Arteriovenous Malformations (AVM)
Symptoms that may occur with an AVM that has not bled include: Decreased sensation in any part of the body, headache in one area (localized) or general resembles a migraine headache in some cases muscle weakness, any part of the body, seizures - generalized tonic-Clonic seizure, partial (focal) seizure, Vision changes, blurred vision, decreased vision, double vision, Additional symptoms: decreased consciousness, dizziness, dysfunctional movement ear noise/buzzing Eyelid drooping, facial paralysis, fainting, impaired smell, speech impairment.
There are often no symptoms until the AVM ruptures. This results in sudden bleeding in the brain (hemorrhagic stroke). In more than half of patients with AVM, hemorrhage is the first symptom. Symptoms of AVM hemorrhage are the same as those of other intracerebral hemorrhage.
A bleeding AVM is a medical emergency. The goal of treatment is to prevent further complications by controlling bleeding and seizures and, if possible, removing the AVM. Treatments include: Open brain surgery, Endovascular treatment, Radiosurgery. Some treatment options are used together. Open brain surgery removes the malformation through an opening made in the skull. It must be done by a highly skilled neurosurgeon. Embolization (endovascular treatment) is the injection of a glue-like substance into the abnormal vessels to stop blood flow in the AVM and reduce the risk of bleeding. This may be the first choice for some kinds of AVMs, or if surgery cannot be done. Stereotactic radiosurgery is another alternative. This procedure delivers radiation directly to the area of the AVM to cause scarring and shrinkinge. It can control bleeding and other symptoms. It is particularly useful for small deep AVMs, which are difficult to remove by surgery. Anti-convulsant medications, such as phenytoin, are usually prescribed if seizures occur.
The cause of cerebral Arteriovenous Malformation (AVM) is unknown. The condition occurs when arteries in the brain connect directly to nearby veins without having the normal vessels (capillaries) between them.
Arteriovenous Malformations vary in size and location in the brain.
An AVM rupture occurs because of pressure and damage to brain tissue, as well as a lack of blood flow to the brain. Symptoms may also occur when large AVMs that have not bled press on the brain tissue.

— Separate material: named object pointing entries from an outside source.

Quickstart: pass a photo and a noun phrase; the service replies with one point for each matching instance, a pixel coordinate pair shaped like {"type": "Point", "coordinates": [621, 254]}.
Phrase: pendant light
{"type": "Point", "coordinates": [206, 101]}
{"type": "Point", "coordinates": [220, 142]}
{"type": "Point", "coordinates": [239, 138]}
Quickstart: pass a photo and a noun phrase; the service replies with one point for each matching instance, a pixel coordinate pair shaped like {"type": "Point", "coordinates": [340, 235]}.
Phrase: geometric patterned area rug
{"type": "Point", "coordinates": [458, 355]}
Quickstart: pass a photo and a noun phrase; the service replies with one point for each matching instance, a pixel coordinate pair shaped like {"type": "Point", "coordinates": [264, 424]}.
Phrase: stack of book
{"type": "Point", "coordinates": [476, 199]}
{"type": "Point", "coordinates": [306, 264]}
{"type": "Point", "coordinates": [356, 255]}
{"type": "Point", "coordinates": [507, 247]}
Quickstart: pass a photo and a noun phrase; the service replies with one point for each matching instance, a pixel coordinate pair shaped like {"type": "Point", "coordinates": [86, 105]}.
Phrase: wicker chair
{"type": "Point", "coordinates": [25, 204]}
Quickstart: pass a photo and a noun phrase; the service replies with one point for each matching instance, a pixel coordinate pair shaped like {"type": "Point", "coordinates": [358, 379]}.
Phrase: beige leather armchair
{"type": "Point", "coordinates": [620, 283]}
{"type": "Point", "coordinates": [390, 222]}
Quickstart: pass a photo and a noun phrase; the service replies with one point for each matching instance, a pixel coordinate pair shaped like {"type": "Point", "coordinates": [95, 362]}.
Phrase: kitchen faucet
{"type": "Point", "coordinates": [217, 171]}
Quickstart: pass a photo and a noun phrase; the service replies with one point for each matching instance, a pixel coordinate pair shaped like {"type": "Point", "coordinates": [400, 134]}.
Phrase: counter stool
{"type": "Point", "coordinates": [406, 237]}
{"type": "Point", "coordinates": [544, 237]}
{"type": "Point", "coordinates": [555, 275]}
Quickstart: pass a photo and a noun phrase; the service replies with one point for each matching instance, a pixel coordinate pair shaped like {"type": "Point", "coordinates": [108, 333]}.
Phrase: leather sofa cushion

Cerebral arteriovenous malformations occur in less than 1% of people. Although the condition is present at birth, symptoms may occur at any age. Hemorrhages occur most often in people ages 15 - 20, but can also occur later in life. Some patients with an AVM also have cerebral aneurysms.
A complete physical examination and neurologic examination is needed, but may be completely normal.
Dr. Moza, a Ventura County neurosurgeon, may recommend the following tests to diagnose an AVM: Cerebral angiogram, Cranial MRI, Electroencephalogram (EEG), Head CT scan, Magnetic resonance angiography (MRA0).
Approximately 10% of cases in which hemorrhage is the first symptom are deadly. Some patients may have permanent seizures and neurological problems.
Complications can vary from patient to patient. Some complications may include: Focal weakness, Intracerebral hemorrhage, Language difficulties, Numbness of any part of the face or body, Permanent neurologic changes such as paralysis or sensory problems, Persistent headache, Seizures, Subarachnoid hemorrhage, Vision changes Water on the brain (hydrocephalus). Possible complications of open brain surgery may include: Brain swelling, Hemorrhage, Seizure, or Stroke.
WHEN TO CALL DR. MOZA
Go to the emergency room or call the local emergency number (such as 911) if you have any of the following symptoms: Numbness or weakness in parts of the body, Seizures, Severe headache, Vomiting or other symptoms of a ruptured arteriovenous malformation. Also seek medical attention if you have a first ever seizure, because AVM is occasionally the cause of seizures.